Aujourd’hui le terrorisme est partout. Il y a la guerre contre le terrorisme et aussi des montées anti-islam. En tant que société nous avons failli et c’est à nous de faire face et de régler le problème. On doit en parler, c’est une obligation. Les irakiens ont peur mais c’est une erreur de ne pas mettre le sujet au centre. Pour résoudre un problème, il faut forcément en discuter.

Autour de Sara, dans la gare, de nombreuses petites scènes ponctuent le film. C’est très furtif et pourtant on s’attache et on écoute tout le monde, comment vous l’expliquez ?

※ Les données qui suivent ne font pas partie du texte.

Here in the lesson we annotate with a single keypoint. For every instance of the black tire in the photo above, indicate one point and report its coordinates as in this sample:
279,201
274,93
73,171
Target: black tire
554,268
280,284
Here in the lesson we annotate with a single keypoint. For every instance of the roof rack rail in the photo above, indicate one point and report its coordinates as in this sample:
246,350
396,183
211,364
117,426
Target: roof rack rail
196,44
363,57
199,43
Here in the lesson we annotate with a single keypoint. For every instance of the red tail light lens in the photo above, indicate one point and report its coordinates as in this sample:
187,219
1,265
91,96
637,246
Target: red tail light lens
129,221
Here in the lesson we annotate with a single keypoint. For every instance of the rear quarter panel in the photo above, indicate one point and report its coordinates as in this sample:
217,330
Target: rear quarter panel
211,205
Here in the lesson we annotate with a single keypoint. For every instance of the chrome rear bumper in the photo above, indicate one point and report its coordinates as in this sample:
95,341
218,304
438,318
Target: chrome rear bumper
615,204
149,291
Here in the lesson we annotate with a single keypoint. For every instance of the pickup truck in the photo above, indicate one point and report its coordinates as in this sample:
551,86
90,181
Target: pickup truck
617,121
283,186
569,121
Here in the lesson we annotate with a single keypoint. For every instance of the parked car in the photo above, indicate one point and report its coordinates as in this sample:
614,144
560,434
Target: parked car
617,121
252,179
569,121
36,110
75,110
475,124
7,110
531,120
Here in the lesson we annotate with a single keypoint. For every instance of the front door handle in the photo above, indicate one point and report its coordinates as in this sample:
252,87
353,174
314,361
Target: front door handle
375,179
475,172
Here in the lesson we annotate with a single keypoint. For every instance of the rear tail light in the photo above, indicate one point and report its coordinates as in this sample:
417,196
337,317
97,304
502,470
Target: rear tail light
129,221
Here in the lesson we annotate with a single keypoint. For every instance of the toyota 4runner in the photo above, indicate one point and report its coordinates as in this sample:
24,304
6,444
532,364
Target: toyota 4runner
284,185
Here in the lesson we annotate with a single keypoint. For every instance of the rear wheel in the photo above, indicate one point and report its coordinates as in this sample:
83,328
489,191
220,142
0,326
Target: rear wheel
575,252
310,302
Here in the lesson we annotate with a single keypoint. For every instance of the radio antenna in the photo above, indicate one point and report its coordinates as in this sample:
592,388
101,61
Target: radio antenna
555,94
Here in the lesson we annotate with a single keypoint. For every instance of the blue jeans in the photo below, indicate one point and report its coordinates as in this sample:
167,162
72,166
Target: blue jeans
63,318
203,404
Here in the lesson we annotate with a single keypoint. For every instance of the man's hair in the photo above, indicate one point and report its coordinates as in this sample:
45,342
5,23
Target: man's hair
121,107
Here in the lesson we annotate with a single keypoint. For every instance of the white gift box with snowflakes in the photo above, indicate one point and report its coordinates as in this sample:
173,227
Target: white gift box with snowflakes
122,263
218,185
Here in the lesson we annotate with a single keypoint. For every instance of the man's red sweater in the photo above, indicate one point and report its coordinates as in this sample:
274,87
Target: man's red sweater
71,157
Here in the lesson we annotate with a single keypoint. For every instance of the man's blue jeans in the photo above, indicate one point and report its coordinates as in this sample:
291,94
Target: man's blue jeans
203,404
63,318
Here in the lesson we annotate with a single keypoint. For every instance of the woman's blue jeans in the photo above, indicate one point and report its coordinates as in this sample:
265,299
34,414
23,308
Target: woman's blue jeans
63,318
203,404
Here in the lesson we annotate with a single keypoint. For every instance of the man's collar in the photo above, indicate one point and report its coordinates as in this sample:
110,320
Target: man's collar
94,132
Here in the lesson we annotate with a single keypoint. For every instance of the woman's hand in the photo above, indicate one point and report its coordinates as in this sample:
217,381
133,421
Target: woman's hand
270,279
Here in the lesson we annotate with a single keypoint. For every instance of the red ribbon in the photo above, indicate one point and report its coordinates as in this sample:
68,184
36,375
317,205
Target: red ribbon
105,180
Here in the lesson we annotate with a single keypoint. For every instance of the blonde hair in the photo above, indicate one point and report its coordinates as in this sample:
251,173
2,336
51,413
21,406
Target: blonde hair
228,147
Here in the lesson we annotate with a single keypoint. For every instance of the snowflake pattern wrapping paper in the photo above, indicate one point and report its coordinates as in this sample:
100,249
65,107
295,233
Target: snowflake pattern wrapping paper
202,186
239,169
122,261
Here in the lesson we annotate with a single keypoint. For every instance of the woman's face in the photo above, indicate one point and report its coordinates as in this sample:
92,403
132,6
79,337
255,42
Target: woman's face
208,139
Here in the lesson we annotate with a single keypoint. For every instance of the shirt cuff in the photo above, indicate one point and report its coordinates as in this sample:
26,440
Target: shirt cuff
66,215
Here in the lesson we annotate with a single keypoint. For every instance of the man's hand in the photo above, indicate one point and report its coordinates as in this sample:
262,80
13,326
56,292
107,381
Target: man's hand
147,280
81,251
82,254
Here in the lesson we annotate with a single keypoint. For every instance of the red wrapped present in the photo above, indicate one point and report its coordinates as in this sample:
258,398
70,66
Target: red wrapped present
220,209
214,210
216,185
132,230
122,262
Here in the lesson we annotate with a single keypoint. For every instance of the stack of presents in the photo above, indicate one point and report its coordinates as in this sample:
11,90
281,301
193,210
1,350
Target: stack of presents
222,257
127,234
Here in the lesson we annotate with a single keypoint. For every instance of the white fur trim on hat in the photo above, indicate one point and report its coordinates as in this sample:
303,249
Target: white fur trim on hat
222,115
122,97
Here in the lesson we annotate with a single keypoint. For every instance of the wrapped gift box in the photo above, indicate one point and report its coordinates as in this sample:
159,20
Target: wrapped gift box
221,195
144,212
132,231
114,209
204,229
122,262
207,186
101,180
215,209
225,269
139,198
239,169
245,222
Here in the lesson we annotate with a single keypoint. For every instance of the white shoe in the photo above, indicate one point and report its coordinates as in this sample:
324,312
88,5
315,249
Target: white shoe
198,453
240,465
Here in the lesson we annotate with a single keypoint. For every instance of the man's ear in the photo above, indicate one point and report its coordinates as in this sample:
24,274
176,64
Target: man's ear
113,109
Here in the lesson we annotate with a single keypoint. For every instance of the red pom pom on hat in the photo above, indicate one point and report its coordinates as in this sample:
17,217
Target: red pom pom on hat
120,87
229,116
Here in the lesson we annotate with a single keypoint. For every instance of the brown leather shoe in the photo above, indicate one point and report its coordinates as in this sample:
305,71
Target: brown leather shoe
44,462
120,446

Les acteurs ne sont pas des professionnels. Je pense que ça tient à ça. Ce que j’essaie de faire au maximum c’est de connaître leurs histoires et d’écrire autour d’elles. De cette façon c’est très réel. Je ne voulais pas parler beaucoup du personnage principal, je préférais la laisser interagir avec son environnement plutôt que de la raconter artificiellement. Parce que ce n’est pas elle l’histoire. L’histoire que je raconte c’est celle d’une société entière dans laquelle tout le monde est à la fois victime et coupable. Et Sara et bien, elle va en fait, prendre de  cette humanité grâce aux êtres humains qui sont autour d’elle.